Cambiamenti climatici: California, in arrivo una tassa sui ristoranti

Cambiamenti climatici: California, in arrivo una tassa sui ristoranti

Fonte immagine: Foto di rawpixel da Pixabay

In arrivo in autunno una tassa per il clima: a presentarla lo Stato della California, che sosterrà il progetto di un ristoratore della Bay Area.

Arriverà in autunno una tassa per il clima sulle cene al ristorante. L’iniziativa è prevista in California, dove prenderà il via verso la fine del 2019 il programma “Restore California Renewable Restaurant“. Si tratterà di un sistema studiato per sostenere gli agricoltori nell’adattamento dei loro campi alle mutate esigenze relative alla lotta ai cambiamenti climatici.

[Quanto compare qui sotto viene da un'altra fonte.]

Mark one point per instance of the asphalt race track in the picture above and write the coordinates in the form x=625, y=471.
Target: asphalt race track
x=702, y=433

La tassa per il clima comporterà l’aggiunta dell’1% al conto, ma soltanto in quei ristoranti che decideranno di aderire al programma. La “Climate change tax” non verrà imposta ai singoli ristoranti, che la applicheranno su base volontaria. Come ha dichiarato Anthony Myint, il ristoratore (co-fondatore del locale “Mission Chinese”, nel quale si applica una tassa del 3%) che ha lanciato l’iniziativa poi raccolta dallo Stato della California:

Nel Paese i ristoranti rappresentano un giro d’affari di 800 miliardi di dollari e un lavoratore statunitense su 10, il che vuol dire troppi soldi e persone per non far parte della soluzione. Da quando abbiamo cominciato la scorsa estate aggiungendo il 3%, zero persone hanno rinunciato.

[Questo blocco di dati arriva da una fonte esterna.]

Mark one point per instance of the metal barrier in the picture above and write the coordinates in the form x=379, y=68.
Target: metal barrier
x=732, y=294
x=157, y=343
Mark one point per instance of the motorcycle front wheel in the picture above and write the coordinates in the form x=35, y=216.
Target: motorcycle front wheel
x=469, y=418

Il passaggio da un’iniziativa singola all’ufficializzazione nello Stato della California è avvenuta lo scorso settembre quando Myint si è messo in contatto, durante un “Global Action Climate Summit” con i rappresentanti del California Air Resources Board (CARB) e del California Department of Food and Agriculture (CDFA). Come ha dichiarato Karen Ross, Segretaria di Stato presso il Department of Food and Agriculture:

Anthony voleva fornire maggiore sensibilizzazione ai propri clienti in merito a dove questa tassa finisse, così ha approcciato il CARB e noi per una collaborazione. Lo Stato impiega le conoscenze agricole che abbiamo esaminato riguardo la cattura della CO2, così da aggiungere un controllo contabile e trasparenza. Questo potrebbe servire da modello per altri settori e investitori per utilizzare il loro potere d’acquisto per fare cose simili.

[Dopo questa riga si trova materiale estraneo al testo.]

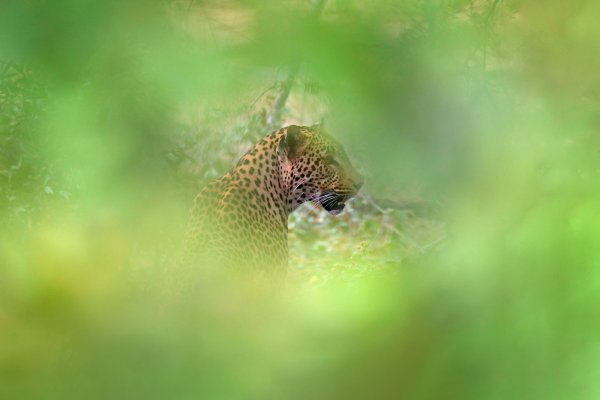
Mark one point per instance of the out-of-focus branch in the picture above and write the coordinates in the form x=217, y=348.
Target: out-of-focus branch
x=274, y=118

Di norma gli agricoltori che vogliono accedere ai benefici e alle sovvenzioni rese disponibili attraverso il progetto possono farne richiesta in cambio di azioni volte a ridurre l’impatto del proprio lavoro, ammodernando gli strumenti e i veicoli utilizzati o investendo sull’utilizzo di energie rinnovabili. Con questa tassa all’1% i ristoratori sarebbero al contrario liberi di destinare le somme raccolte ai propri fornitori, aiutandoli così a ridurre il proprio impatto ambientale e di conseguenza quello del ristorante stesso.